The cultural change programme was adopted with caution initially, but later with increasing enthusiasm by management, employees, unions, health and safety professionals and company contractors.  The results indicate: 
  • employees are more actively involved in safety planning and run their own safety meetings
  • employees are less threatened by experiencing an accident due to the change in the safety culture, and are more willing to bring unsafe acts to the attention of co-workers
  • reporting of near misses and no-loss incidents has increased
  • worker’s compensation costs have been reduced by 80%
  • workers go directly to the occupational health and safety committee with issues, since they are seen to be empowered
  • they report an amazing increase in the acceptance of safety initiatives.

The philosophy of occupational health and safety often embraced by directors and senior managers also needs to be kicked into actual implementation on the ground and every level in the organization has a part to play.  Of course, there are the demands of the regulatory agencies for compliance and the need to satisfy all the company regulations, systems and procedures, but these are all highly mechanistic in nature.  What is needed is a humanistic approach to balance the mechanistic.  No one in their right mind would deny that the legislation, risk management and systems safety have had spectacular success in reducing accidents and incidents, and continue to make a major contribution.  But all over the world a type of plateau effect is becoming evident, and the ultimate attach on the occupational health and safety problem will only be achieved when the hearts and minds of the whole workforce are won over and there is a holistic approach, balancing the mechanistic with the humanistic.  A diary is an information system but is valueless unless it is opened, read, and written in.  A car is a system of systems but remains a beautiful toy until someone drives it somewhere safely.  What is the value of systems and procedures, especially if inspired, if no-one uses them?  They look good and auditors give points and stars for their completeness, but they need to be audited dynamically, in operation.

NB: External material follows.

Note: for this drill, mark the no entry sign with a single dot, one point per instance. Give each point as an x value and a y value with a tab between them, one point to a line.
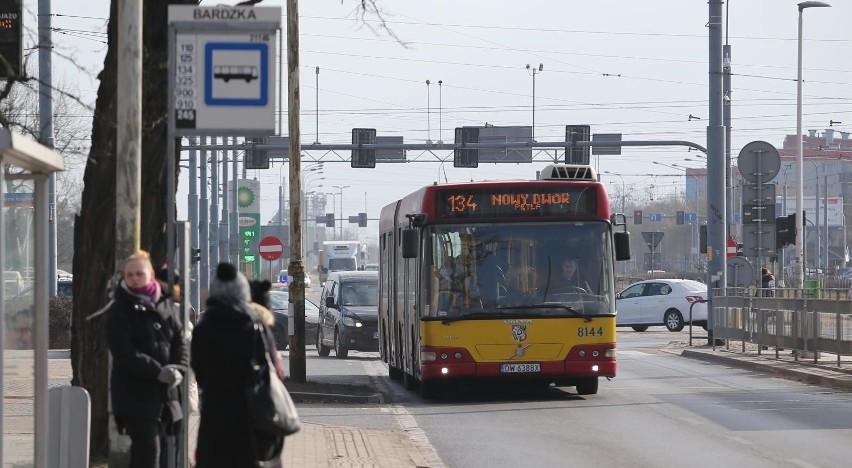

OCCUPATIONAL HEALTH AND SAFETY REQUIREMENTS FOR CONTINUOUS IMPROVEMENT

A degree of commitment, honesty and determination to act, and to get involved, are necessary from all levels of the work force.

The need for the following cannot be overemphasized:

DIRECTORS TO SUPPORT

No more, either morally or in law, can directors abrogate their personal responsibility. Ultimately, only they can show support for management action.

MANAGERS TO MODEL

Managers are the principal source of direction, so do what they do, not what they say.
Managers must model safe behaviour.

SUPERVISORS TO REINFORCE

Supervisors are the source of guidance, so they must learn how to reinforce safe behaviour.

EMPLOYEES TO PARTICIPATE

The work force can destroy the whole effort if they don't participate.

PRACTITIONERS TO PROFESSIONALIZE

The safety professional must learn more about safety behaviour, learning to learn and be more professional.

In conclusion, a positive safety culture can be defined as one in which every employee in the organization willingly and habitually uses safe practices in support of their own and other people’s well-being, without direct supervision, and embraces not just a duty of care, but a duty of caring.

The author, Robert McLellan of the Australian Safety Centre, presented this, the 10th McPherson Lecture, at the Institue of Quarrying's Annual Conference 2001.